Kiley nodded, walking out in a daze. She went back to Jules’s room. She opened the small jewelry box she had grabbed from the house. The diamond earrings. The sapphire bracelet. The gold watch. It was all she had left of her marriage. It was blood money, but it would pay for Jules’s blood.
She was pulling out the earrings when the door burst open.
“Kiley!”
Camila Sharpe rushed in, her red hair flying. She dropped her purse on the chair and wrapped Kiley in a tight hug. Kiley stiffened for a second, then collapsed into her friend’s arms, sobbing.
“I thought you were in Boston,” Kiley cried.
“I drove back the second I got your text,” Camila said, holding her tight. “What happened? Why are you selling your jewelry?”
Kiley pulled back, wiping her face. “He left me, Cam.

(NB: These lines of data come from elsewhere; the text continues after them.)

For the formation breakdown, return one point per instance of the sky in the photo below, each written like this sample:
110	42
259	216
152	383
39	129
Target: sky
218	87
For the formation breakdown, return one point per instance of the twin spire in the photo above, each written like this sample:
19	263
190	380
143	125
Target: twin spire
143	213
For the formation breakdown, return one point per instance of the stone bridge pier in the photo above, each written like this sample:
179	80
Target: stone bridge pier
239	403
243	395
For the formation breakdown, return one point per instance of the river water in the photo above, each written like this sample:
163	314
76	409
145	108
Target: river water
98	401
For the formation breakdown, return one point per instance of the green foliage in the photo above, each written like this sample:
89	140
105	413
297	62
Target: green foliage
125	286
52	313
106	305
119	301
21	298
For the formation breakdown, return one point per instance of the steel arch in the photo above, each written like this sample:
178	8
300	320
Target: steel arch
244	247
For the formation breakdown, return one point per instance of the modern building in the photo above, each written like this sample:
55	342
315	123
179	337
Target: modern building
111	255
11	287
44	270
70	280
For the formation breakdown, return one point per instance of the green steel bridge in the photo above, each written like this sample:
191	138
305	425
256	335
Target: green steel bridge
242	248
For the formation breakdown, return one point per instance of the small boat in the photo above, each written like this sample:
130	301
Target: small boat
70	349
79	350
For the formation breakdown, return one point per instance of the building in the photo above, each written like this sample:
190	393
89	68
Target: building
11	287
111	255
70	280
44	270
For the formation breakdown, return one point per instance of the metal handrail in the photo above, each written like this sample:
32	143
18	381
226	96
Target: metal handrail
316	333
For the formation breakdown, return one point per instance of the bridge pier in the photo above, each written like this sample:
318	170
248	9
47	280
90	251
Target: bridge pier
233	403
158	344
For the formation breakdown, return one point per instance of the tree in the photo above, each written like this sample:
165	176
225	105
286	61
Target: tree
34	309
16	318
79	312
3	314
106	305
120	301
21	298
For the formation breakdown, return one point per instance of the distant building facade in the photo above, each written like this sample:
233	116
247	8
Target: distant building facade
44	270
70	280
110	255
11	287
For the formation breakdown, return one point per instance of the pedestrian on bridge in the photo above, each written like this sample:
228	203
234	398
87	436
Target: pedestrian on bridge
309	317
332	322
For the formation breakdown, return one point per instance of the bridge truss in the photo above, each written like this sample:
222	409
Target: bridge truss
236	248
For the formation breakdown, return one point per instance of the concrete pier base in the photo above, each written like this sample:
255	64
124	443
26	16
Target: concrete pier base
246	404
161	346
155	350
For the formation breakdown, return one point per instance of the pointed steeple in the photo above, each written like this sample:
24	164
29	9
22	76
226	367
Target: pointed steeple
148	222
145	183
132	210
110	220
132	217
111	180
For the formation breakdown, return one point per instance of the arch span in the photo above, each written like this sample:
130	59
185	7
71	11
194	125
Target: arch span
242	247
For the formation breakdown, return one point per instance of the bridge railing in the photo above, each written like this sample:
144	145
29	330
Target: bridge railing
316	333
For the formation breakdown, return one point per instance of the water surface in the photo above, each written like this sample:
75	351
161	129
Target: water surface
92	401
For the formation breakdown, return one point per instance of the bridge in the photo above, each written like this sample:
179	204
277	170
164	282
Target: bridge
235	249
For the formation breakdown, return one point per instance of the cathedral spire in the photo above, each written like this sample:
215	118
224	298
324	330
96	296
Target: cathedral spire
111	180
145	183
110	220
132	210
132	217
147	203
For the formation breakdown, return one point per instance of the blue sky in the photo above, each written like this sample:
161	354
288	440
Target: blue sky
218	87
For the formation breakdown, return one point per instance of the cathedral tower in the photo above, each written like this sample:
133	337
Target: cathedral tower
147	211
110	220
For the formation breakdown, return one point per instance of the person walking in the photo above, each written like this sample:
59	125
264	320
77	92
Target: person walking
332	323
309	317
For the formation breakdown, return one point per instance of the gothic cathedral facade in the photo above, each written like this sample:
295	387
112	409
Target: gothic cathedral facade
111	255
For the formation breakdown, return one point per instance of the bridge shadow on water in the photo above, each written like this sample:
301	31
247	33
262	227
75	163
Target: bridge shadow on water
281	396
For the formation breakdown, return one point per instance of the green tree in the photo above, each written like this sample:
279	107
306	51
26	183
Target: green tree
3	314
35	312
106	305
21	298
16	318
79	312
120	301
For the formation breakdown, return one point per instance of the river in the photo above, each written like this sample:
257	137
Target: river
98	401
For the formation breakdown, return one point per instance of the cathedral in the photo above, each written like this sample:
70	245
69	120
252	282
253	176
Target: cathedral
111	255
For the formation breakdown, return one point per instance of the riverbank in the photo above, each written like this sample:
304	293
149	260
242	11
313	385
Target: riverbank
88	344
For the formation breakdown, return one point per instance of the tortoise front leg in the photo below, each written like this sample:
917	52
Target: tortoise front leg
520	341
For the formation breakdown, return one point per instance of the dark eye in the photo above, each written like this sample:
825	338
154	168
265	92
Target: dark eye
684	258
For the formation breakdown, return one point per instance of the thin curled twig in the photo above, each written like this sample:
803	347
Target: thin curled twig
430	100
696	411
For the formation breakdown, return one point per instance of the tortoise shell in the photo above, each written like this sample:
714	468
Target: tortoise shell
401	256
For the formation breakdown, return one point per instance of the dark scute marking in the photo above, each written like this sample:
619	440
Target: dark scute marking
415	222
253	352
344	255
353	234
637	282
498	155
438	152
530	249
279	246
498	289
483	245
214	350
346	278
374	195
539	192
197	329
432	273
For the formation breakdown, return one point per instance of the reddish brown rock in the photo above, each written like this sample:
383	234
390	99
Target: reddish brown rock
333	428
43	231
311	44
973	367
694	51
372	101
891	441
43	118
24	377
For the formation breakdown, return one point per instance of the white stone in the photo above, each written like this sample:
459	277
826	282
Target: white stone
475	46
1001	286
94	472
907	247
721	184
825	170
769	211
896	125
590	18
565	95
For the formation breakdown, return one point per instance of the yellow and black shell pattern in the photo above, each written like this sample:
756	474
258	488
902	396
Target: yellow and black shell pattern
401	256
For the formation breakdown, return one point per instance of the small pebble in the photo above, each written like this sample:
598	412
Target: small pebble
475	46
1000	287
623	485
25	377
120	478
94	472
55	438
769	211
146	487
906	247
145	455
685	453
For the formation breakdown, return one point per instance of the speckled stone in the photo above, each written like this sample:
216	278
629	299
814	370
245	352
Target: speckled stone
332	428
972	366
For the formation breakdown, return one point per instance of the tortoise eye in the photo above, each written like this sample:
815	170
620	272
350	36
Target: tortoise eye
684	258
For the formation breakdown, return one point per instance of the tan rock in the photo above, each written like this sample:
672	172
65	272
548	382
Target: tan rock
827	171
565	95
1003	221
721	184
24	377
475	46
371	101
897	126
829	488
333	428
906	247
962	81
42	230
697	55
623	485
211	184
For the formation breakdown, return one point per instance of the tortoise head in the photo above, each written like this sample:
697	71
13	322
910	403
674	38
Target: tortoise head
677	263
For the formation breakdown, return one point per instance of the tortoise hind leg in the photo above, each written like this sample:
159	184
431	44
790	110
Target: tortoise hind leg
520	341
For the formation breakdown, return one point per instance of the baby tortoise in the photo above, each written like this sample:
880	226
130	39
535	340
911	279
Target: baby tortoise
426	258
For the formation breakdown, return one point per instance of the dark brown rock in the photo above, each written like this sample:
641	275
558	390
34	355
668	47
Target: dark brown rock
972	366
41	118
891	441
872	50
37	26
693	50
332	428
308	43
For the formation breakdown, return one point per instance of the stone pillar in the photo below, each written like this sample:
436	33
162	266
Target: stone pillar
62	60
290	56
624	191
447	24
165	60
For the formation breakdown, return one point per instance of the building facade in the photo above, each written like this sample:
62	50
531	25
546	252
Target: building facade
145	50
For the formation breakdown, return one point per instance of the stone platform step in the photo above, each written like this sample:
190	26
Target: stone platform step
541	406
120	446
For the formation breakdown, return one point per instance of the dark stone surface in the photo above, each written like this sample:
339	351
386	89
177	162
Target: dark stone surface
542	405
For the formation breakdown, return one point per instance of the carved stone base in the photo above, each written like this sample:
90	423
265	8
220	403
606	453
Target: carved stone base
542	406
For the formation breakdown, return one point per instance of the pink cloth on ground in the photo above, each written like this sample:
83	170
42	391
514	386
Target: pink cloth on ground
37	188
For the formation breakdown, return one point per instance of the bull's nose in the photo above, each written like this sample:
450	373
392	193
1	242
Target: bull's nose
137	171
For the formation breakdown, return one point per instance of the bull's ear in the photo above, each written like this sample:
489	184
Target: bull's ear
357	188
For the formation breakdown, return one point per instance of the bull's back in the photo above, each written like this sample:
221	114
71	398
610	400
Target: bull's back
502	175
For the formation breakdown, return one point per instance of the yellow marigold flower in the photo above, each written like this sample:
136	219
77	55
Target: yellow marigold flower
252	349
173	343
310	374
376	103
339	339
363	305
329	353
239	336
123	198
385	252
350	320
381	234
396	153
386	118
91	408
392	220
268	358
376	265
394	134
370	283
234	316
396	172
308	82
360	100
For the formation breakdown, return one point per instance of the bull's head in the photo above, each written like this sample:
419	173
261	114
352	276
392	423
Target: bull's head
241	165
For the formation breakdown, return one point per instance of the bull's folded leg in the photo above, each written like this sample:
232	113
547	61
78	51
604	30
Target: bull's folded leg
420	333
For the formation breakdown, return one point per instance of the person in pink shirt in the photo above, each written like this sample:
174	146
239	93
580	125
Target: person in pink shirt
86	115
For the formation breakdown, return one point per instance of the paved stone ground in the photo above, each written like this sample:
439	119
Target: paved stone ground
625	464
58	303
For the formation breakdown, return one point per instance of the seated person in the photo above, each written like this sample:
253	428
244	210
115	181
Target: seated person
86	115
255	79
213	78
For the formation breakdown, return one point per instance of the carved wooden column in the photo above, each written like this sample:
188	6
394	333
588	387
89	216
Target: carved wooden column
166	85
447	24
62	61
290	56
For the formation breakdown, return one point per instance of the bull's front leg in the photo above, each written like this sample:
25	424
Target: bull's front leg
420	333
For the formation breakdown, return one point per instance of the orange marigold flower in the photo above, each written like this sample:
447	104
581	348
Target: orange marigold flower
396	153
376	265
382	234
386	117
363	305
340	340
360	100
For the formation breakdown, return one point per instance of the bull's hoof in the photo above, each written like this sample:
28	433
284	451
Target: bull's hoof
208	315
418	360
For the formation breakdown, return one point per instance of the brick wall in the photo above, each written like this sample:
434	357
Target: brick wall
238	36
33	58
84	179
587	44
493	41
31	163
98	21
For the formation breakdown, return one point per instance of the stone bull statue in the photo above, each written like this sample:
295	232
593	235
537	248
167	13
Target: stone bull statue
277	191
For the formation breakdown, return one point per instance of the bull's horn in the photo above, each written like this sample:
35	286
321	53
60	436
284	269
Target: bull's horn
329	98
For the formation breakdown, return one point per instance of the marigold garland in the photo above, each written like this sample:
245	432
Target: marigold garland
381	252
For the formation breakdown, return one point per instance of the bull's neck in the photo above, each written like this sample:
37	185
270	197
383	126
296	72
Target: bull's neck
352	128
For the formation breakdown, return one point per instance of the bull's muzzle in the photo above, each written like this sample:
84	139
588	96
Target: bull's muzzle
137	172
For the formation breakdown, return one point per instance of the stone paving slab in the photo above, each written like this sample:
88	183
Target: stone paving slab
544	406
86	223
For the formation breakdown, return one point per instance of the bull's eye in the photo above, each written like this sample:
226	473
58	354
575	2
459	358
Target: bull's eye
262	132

He wants a divorce. And Jules… they think it’s leukemia.”
Camila’s face went pale. “That bastard. I’ll kill him.”
“Don’t,” Kiley said, her voice hardening. “He’s with her. He doesn’t care. I’m not asking him for anything.”
“You aren’t asking, but you aren’t doing this alone,” Camila said firmly. “I’ll cover the deposit. I know people. We’ll get the best doctor in the city.”
“Camila, I can’t let you-“
“You can, and you will,” Camila interrupted. “We are going to beat this. And we are going to take Aden for everything he’s worth.”
Kiley looked at her son, sleeping in the bed. Then she looked at her friend. The panic was still there, but it was fading, replaced by a cold, hard determination.
“I’m going to divorce him,” Kiley said. “And I’m going to make sure he never gets near Jules again.”
Across town, Aden was getting dressed. He tried calling the house phone. No answer. He tried calling Brenda.
“Hello?” Brenda’s voice was shaky.
“Where is she?” Aden demanded.
“She’s at the hospital, Mr. Frost,” Brenda said. “She told me not to answer your calls.”
Aden’s grip on the phone tightened. “She thinks she can cut me out? Fine. Let her see how she likes living without my money.”
He hung up and called the bank. “Freeze the supplementary cards. All of them. Effective immediately.”